Why this matters: the layers are **interchangeable**. Swap models without touching the interface. Switch interfaces without re-downloading models. They all communicate through a standard local connection on your own machine.

---

## The Tool Decisions

Here's *why* this guide uses the tools it does — understanding the reasoning helps you make your own choices later.

### The engine: Ollama vs LM Studio vs GPT4All

All three run AI models locally and share the same underlying technology. The differences are in packaging and openness.

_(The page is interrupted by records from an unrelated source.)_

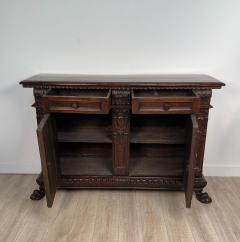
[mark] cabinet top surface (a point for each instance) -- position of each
(132, 80)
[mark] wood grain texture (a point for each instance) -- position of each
(122, 216)
(175, 80)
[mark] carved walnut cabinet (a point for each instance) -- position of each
(122, 132)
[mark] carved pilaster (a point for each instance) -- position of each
(121, 127)
(202, 118)
(38, 93)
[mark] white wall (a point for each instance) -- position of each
(110, 36)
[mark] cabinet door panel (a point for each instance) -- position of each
(191, 160)
(47, 148)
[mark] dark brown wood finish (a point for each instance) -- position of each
(47, 149)
(122, 131)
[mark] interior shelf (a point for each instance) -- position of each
(158, 129)
(85, 159)
(84, 128)
(156, 160)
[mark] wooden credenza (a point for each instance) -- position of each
(116, 131)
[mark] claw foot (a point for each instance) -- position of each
(203, 197)
(37, 195)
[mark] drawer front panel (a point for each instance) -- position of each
(147, 104)
(156, 107)
(76, 105)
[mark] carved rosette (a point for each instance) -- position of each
(121, 127)
(202, 118)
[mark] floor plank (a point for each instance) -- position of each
(121, 216)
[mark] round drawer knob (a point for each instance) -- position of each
(166, 106)
(75, 105)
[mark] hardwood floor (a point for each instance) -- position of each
(108, 216)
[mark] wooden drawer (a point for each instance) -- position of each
(164, 102)
(77, 101)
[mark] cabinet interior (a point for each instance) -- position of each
(157, 144)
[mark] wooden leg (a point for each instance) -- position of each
(203, 197)
(38, 194)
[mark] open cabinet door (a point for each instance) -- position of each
(47, 149)
(191, 160)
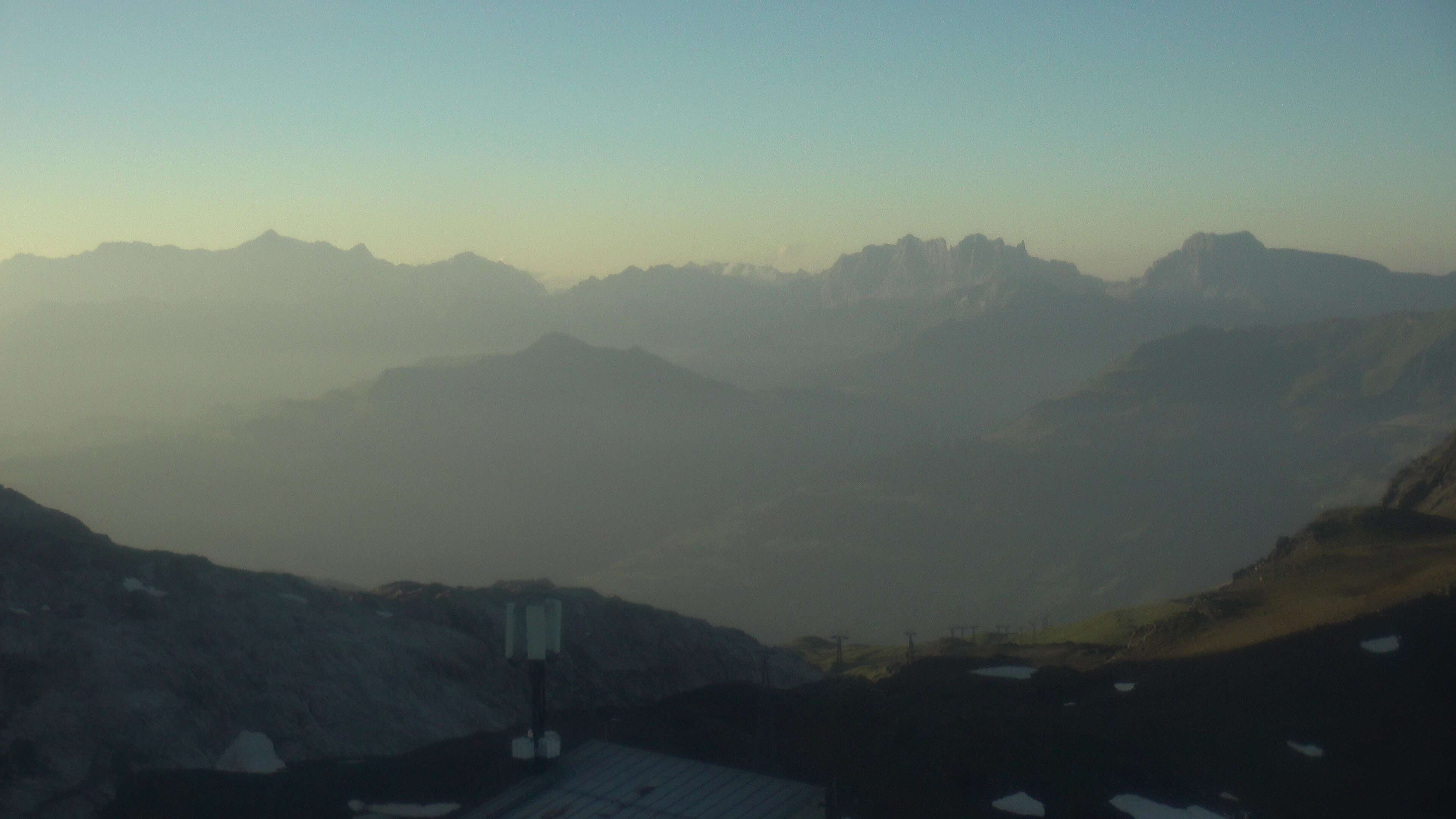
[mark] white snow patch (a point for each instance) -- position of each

| Tool | What it is | Open source? | Best for |
|---|---|---|---|
| **Ollama** | Behind-the-scenes engine other apps connect to | ✅ Yes (MIT) | Flexibility; being the foundation |
| **LM Studio** | All-in-one app (engine + chat window) | ❌ No (closed) | Easiest point-and-click start |
| **GPT4All** | The original beginner-friendly local AI app | ✅ Yes | Simplicity — but now dated |

- **GPT4All** was great a few years ago but has fallen behind — it lacks features modern setups rely on and has become increasingly Windows-focused. Skip it.
- **LM Studio** is the most immediately beginner-friendly, with a native Mac app and a model browser. The catch: it's **closed source** (you can't inspect what it does) and collects anonymous analytics by default. Perfectly legitimate, but not ideal for a fully open, verifiable stack.
- **Ollama** is what we chose. Open source, the community standard backend that everything else plugs into.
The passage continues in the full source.